A ratchet-like apical constriction drives cell ingression during the mouse gastrulation EMT

Epithelial-to-Mesenchymal Transition (EMT) is a fundamental process in which epithelial cells acquire mesenchymal phenotypes and the ability to migrate. EMT is the hallmark of gastrulation, an evolutionarily conserved developmental process. In mammals, epiblast cells lose pluripotency and ingress at the primitive streak to form mesoderm. Cell exit from the epiblast epithelial layer and the associated EMT are dynamically regulated processes involving a stereotypical sequence of cell behaviors. 3D time-lapse imaging of gastrulating mouse embryos combined with cell and tissue scale data analyses revealed the stochastic-like ingression of epiblast cells at the primitive streak. Ingressing cells constrict their apical surfaces in a pulsed ratchet-like fashion through asynchronous shrinkage of apical junctions.
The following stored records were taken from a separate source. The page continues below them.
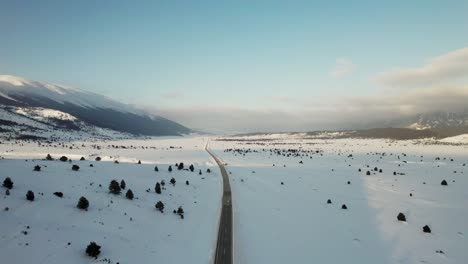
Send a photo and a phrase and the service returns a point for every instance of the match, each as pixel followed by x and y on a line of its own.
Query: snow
pixel 460 139
pixel 149 237
pixel 292 223
pixel 273 223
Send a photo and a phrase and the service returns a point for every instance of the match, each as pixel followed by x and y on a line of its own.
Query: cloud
pixel 343 67
pixel 450 67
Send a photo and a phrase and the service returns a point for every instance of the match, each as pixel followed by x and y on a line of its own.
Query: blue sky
pixel 255 54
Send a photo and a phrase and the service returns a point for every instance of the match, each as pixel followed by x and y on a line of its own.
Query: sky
pixel 247 65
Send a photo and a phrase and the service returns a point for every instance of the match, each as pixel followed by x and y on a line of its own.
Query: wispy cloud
pixel 343 67
pixel 449 67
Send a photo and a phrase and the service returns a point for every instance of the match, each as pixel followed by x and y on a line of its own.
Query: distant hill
pixel 90 108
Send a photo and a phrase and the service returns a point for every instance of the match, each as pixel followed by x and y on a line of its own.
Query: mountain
pixel 87 107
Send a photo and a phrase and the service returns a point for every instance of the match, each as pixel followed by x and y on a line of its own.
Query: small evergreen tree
pixel 181 166
pixel 114 187
pixel 157 188
pixel 93 250
pixel 8 183
pixel 83 203
pixel 30 196
pixel 49 157
pixel 129 194
pixel 160 206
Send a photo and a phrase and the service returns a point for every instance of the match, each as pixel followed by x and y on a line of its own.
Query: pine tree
pixel 83 203
pixel 160 206
pixel 157 188
pixel 93 250
pixel 129 194
pixel 114 187
pixel 30 196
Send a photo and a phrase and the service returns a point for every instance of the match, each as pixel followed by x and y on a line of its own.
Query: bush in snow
pixel 30 196
pixel 8 183
pixel 426 229
pixel 83 203
pixel 129 194
pixel 160 206
pixel 157 188
pixel 114 187
pixel 181 166
pixel 401 217
pixel 93 250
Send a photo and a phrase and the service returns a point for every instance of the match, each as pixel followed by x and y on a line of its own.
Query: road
pixel 223 253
A quantitative analyses of the distribution of apical proteins, revealed the anisotropic and complementary distribution of members of the actomyosin network and Crumbs2 complexes, potential regulators of asynchronous shrinkage of cell junctions. The analysis of mutants demonstrated a requirement for Crumbs2 in Myosin2 localization and activity at apical junctions, and as a candidate for regulating actomyosin anisotropy.